Yes, that was a facepalm moment for me too. Seems they were happy to just look at the surface and not do the slightest bit of research into what life for women was like in prehistory or modern-day tribes.

Could be. I wonder if radical environmentalism has more of a foothold in the US for this reason. In Europe we have almost all been born into an already-degraded world. Things change for the worse, but at a slower pace and not with the same total devastation as, say, a clearcut of old-growth forest. In the UK our woodlands have been cut and intensively managed for hundreds, even thousands of years. ‘Ancient woodland’ merely refers to a continuous presence of trees in that place since reliable records began around 1600. Felling, coppicing and other disturbances have altered the composition of these woods, arguably for the worse, for a long time, so we have no lived experience of what a ‘primeval’ wildwood might even look like, let alone feel any grief for its loss.

On the other hand I hear we have a greater conservation ethic in the UK than, say, in Asia, where wildlife populations get annihilated around cities by people looking for something to put in the pot for dinner. But that’s another discussion!



re: accommodation - to be fair to Monbiot, he does recognise this as a dead end when it comes to ‘natural capital’ and ‘ecosystem services’ which result in environmentalists talking in terms of money rather than being motivated by love and the urge to protect beings which have intrinsic value like (as he says) works of art or historic buildings.
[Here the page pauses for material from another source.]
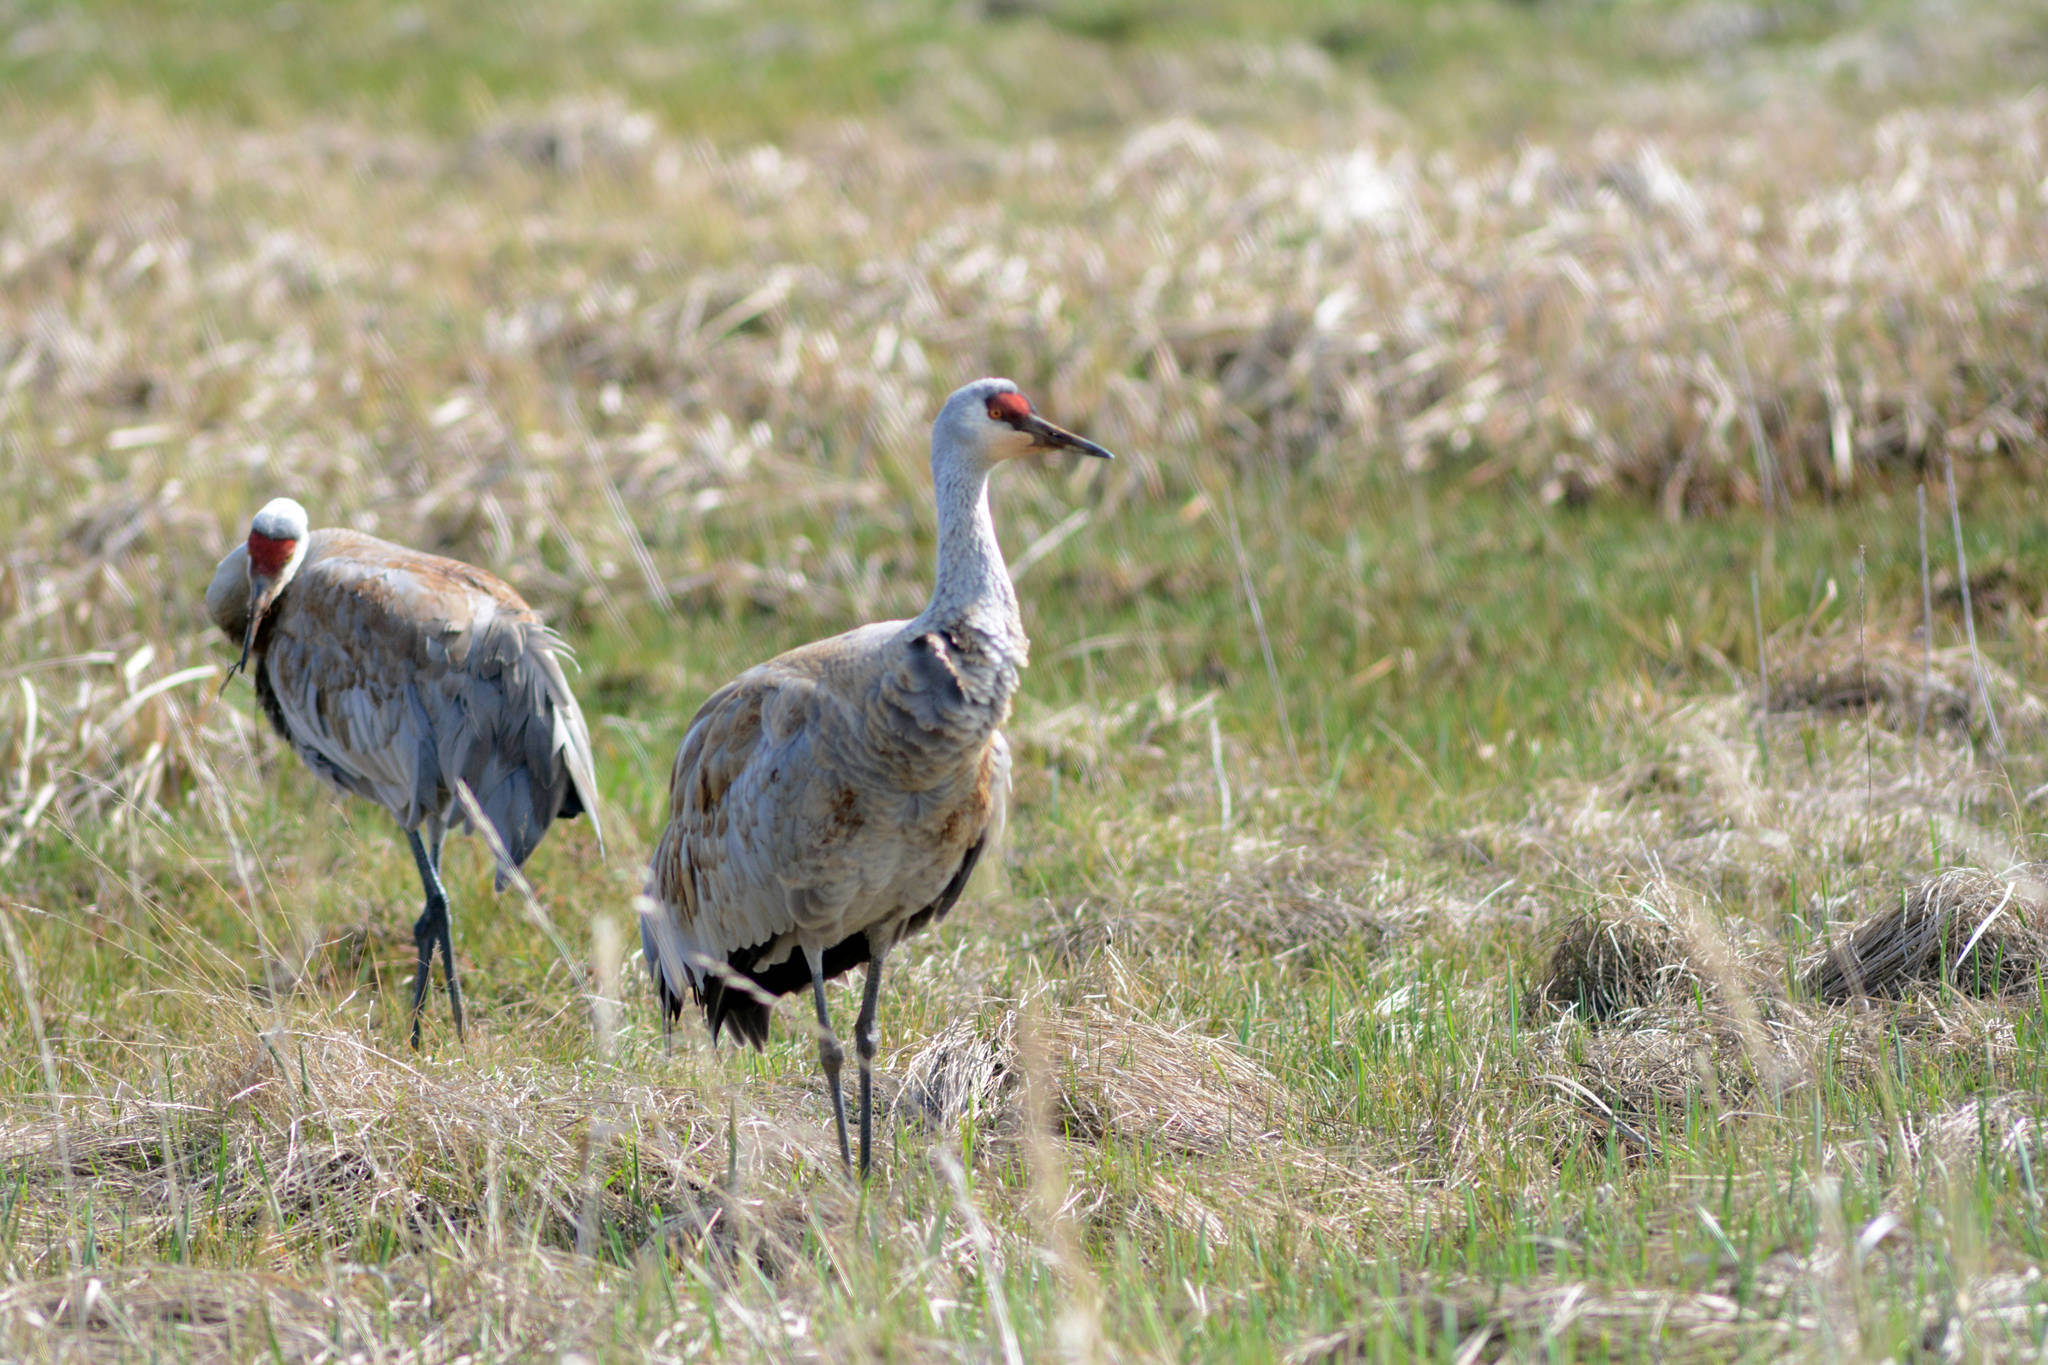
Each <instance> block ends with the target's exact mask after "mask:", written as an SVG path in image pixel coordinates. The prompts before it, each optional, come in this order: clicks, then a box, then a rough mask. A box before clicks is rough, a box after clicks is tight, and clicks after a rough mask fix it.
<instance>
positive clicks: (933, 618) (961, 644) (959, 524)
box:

On the other hand you come across arguments like this:

What is desperately needed – paradoxically for the fishing industry as well as wildlife – are large areas of seabed in which there is no fishing at all. Here fish, crustaceans and other species can mature and breed in peace. The “spillover effect”, as fish migrate out of large marine reserves, greatly boosts the overall catch levels. But so resistant have fishing interests been to the very idea of reserves that they would rather forgo this prospect than cede an inch of seabed to conservation. And so spineless are certain conservation groups, despite their huge memberships, that they would rather accommodate this attitude than confront it. -

Which apparently fails to see how accommodating it would be to set aside marine reserves so that industrial fishing might benefit. That wouldn’t be his primary motivation, of course. He would be in it to protect the marine ecosystems for their own merits. But in order to get that Good Work done the ethics would have to be bent around the demands of the fishing industry, accepting these as the given to which (as D.Jensen notes) the needs of the ‘natural’ world must be made to conform. It should be the other way round! As in fact he writes earlier in the same article:

In her new treatise Conserving the Great Blue: overturning the dominant paradigm of the oceans, Deborah Wright proposes reversing our approach to marine conservation. Instead of assuming that everywhere can be exploited except those areas (generally tiny ones) designated as marine reserves, the assumption should be that everywhere is protected. If the fishing industry wants to exploit parts of the sea, it would first need to demonstrate that it can do so without lasting harm, in which case it would obtain a licence to go ahead. Destructive and damaging practices, instead of being the norm as they are today, would become criminal acts.